2 後藤さんの可愛い恋人
とりあえず、深呼吸をしておこう。このままじゃ衝撃で呼吸すら忘れそうだ。
「後藤さん、相手ってもしかして高坂?」
早くも衝撃から立ち直った徹君が後藤さんに尋ねる。高坂?俺は知らない名前だ。まぁ、ここの病棟も広いからな。毎日隅々まで歩き回っていないと、各病室のネームプレートにある名前なんて覚えられない。
特別に親しくもなければ、顔と名前が一致することもない。顔だけは知っている、というパターンもあるけど俺の見たことある人かな。後藤さんのタイプって確か、イケメン or キュートだった気がする。該当する人、うちの病棟にいたっけ。
「え、徹君はこーちゃんのことを知っているのかい?」
「こーちゃんってあんた……。まぁ、高坂とは知り合いだぜ、10代後半から20代前半の治療プログラムでずっと一緒。
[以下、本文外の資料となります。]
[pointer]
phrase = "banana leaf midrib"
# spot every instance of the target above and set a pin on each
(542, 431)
確かに可愛いっちゃ可愛いよな、そこらの女子と比べたら高坂の方が女子っぽいし、実際、女子力高い」
うーん、むむむ。後藤さんの可愛いバニーちゃんとやらが10代後半でないことを祈る。必死に祈る。そうしていたら、徹君が俺の救いになるような言葉を言い放ってくれた。ありがとう、徹君。
「高坂、童顔でふわふわだけど俺より年上なんだよな。普段は20代の治療プログラムに丸一日参加してるから、たまに見掛けても話す時間ないし、よく知ってるわけじゃないけど」
良かった、後藤さんの身は潔白だ……。